Getting Started with np

This vignette is meant to be the smallest useful package-side introduction to np. The emphasis is on one clean workflow that users can run after installation: choose a bandwidth, fit a model, inspect the result, and plot it.

Broader worked examples, package comparisons, and method-specific articles are better carried by the gallery site:

The basic workflow

In np, the bandwidth object is often the key object in the analysis.

compute or inspect a bandwidth object,
fit the model,
summarize or plot the result.

A simple regression example

library(np)
data(cps71, package = "np")

bw <- npregbw(logwage ~ age, data = cps71)
summary(bw)
#> 
#> Regression Data (205 observations, 1 variable(s)):
#> 
#> Regression Type: Local-Constant
#> Bandwidth Selection Method: Least Squares Cross-Validation
#> Formula: logwage ~ age
#> Bandwidth Type: Fixed
#> Objective Function Value: 0.316055 (achieved on multistart 1)
#> Number of Function Evaluations: 47 (fast = 17)
#> 
#> Exp.

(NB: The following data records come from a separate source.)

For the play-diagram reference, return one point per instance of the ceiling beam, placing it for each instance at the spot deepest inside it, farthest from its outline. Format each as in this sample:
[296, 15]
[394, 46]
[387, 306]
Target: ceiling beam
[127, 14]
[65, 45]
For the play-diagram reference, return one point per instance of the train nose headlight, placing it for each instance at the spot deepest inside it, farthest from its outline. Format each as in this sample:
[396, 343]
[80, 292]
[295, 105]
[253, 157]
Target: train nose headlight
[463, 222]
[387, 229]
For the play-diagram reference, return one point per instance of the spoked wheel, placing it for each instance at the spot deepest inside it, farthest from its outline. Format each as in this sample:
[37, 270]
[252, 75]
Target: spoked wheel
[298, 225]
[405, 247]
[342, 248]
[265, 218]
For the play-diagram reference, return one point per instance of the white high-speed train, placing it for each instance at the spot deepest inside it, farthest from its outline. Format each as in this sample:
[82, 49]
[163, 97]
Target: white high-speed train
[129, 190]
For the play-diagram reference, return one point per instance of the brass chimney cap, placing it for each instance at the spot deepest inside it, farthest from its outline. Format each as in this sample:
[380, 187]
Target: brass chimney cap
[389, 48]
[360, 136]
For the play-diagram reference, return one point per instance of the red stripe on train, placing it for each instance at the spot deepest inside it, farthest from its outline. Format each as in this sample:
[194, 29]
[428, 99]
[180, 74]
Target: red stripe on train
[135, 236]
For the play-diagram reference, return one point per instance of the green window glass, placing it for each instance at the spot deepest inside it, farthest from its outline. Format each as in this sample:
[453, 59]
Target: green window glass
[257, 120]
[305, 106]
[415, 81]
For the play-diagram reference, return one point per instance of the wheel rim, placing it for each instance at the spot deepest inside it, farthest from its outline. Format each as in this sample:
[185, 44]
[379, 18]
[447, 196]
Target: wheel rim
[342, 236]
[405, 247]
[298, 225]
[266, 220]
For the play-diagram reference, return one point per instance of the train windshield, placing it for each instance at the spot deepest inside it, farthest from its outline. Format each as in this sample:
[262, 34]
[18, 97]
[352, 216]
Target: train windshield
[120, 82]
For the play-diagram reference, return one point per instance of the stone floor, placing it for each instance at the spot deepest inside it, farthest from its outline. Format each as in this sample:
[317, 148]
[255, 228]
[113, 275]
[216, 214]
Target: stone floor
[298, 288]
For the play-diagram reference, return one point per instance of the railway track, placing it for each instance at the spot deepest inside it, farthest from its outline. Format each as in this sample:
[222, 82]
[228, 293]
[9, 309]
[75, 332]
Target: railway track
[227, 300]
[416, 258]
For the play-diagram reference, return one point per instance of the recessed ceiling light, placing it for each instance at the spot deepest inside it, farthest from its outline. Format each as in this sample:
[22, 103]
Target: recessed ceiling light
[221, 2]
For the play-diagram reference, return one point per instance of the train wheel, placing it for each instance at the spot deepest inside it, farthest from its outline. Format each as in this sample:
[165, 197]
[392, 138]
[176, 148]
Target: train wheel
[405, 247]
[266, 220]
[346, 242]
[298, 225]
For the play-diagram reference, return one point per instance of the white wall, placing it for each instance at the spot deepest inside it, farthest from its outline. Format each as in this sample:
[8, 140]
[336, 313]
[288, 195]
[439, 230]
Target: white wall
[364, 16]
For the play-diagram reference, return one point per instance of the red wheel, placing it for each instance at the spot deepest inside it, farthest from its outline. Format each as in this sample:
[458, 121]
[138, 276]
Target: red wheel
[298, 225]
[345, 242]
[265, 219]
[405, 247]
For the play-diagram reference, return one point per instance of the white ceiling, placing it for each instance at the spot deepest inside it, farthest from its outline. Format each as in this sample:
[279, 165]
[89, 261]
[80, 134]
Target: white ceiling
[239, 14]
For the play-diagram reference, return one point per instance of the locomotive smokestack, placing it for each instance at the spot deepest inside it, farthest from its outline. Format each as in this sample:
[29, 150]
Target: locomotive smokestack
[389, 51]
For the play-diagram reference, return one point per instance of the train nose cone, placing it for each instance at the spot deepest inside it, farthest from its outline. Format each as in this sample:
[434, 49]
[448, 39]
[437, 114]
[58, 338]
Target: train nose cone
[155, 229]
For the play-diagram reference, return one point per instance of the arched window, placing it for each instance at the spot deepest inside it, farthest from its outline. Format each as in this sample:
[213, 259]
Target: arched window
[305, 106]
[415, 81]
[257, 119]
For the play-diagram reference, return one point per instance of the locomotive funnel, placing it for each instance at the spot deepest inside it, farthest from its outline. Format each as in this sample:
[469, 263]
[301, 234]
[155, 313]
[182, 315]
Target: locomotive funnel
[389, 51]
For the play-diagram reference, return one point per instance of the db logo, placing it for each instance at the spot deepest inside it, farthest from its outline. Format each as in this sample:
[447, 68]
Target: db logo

Var. Name: age Bandwidth: 1.892158  Scale Factor: 0.4487743
#> 
#> Continuous Kernel Type: Second-Order Gaussian
#> No. Continuous Explanatory Vars.: 1
#> Estimation Time: 0.075 seconds

fit <- npreg(bws = bw)
summary(fit)
#> 
#> Regression Data: 205 training points, in 1 variable(s)
#>                    age
#> Bandwidth(s): 1.892158
#> 
#> Kernel Regression Estimator: Local-Constant
#> Bandwidth Type: Fixed
#> Residual standard error: 0.5307943
#> R-squared: 0.3108675
#> 
#> Continuous Kernel Type: Second-Order Gaussian
#> No. Continuous Explanatory Vars.: 1
#> Estimation Time: 0.075 seconds (optim 0.075s, fit 0s)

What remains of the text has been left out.